Reform? A thorn in Labour’s side? You’re kidding! It will have even less impact on Labour than Caroline Lucas did.

Lancashire Lad
Lancashire Lad
2 months ago
Reply to  David McKee

It’s not the impact on Labour that Reform MPs – or even just Farage – will have, but the impression on the general public that the trenchant criticisms of where Labour are (inevitably) failing.

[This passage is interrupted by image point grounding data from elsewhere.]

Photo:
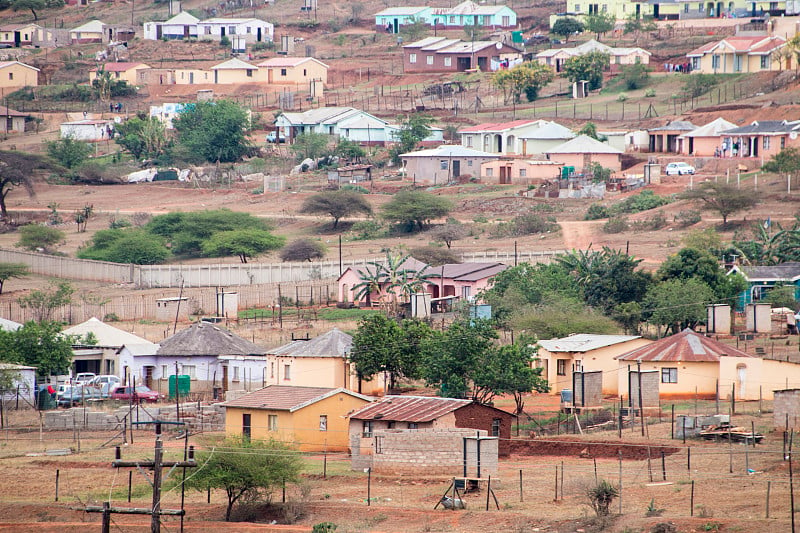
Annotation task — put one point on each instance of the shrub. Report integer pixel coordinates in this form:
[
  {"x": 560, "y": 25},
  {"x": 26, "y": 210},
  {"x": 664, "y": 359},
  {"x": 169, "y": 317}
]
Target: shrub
[
  {"x": 615, "y": 225},
  {"x": 596, "y": 212}
]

As Pedro indicated, Farage’s presence in the European parliament was ascerbic enough for his absence to be just about the only positive the EU could derive from Brexit.

Citizen Diversity
Citizen Diversity
2 months ago

Jim, voting like playing in a seaside Bingo hall.
Broadstairs, the place where the cuts have reached the flower beds on the seafront, but not in the sense of cutting the weeds.

Matthew Freedman
Matthew Freedman
2 months ago

That is right and reform think there should be more tax cuts and public spending cuts = no plants in the beds.

j watson
j watson
2 months ago

Interesting. Alot of folks vote on an instinct – on assumption they vote – rather than a logical weighing up of differing manifestos. Sense from this Article is what seems to be coming across nationally – no matter how hard Tories and the Right tried to smear Starmer not much has stuck. He’s no charismatic leader, but folks subconsciously I would contend don’t want that type of leader now.
In addition folks just have a sense unfairness has increased. Many will see migration as a big component behind that, but they know the Right isn’t about to try and repair the damage to the Public realm it’s inflicted and they know Farage wouldn’t either.

JR Stoker
JR Stoker
2 months ago
Reply to  j watson

Very well thought through. Starmer may turn out to be Corbyn’s Trojan Horse, but more likely he is truly a boring quite nice technocrat, and that is what most people want at this moment. Boris has really let us down. Farage is an amusing flyby.

Amelia Melkinthorpe
Amelia Melkinthorpe
2 months ago
Reply to  JR Stoker

Starmer is a Trotskyite progressive. BE WARNED.

JR Stoker
JR Stoker
2 months ago

I doubt it, but those who live longest will see t’most.

He showed no sign of it until it became expedient to support Old Mad Corbyn. We must all do what we must to thrive.

Bob Rowlands
Bob Rowlands
2 months ago

Interesting comments but they miss the essential point. There is nothing much between Cons & Labour in policy terms (left of centre blob liberal policies). Reform is a once in a lifetime opportunity to move the dial back to the right of centre. The cons will never be this bad again! Europe is moving in the direction of the populists we are just too stupid here to recognise it yet.

Andrew Fisher
Andrew Fisher
2 months ago
Reply to  Bob Rowlands

Your point is at least modified, if not completely refuted by the article. not everybody is moving to the right wing populists quite clearly either in France or in this country.

Santiago Excilio
Santiago Excilio
2 months ago

We all have our anecdotal evidence of this or that. I have heard numerous stories from pubs across the land of former red or blue tribalists switching to reform, or of people saying “eveyone I know is going to vote (this way, that way, the other way)”.

The reality is you cannot call elections on small isolated samples, moreover in this election 3 in 10 had still not decided which way to vote until today. That is a huge variable.

We will find out tomorrow.

Matthew Freedman
Matthew Freedman
2 months ago

Jim if you are worried about immigration get a job then

Kat L
Kat L
2 months ago

I don’t mean to be insulting but they really don’t know what a pack of weasels labour is? Tony Blair started this flood. Starmer will be an unmitigated disaster.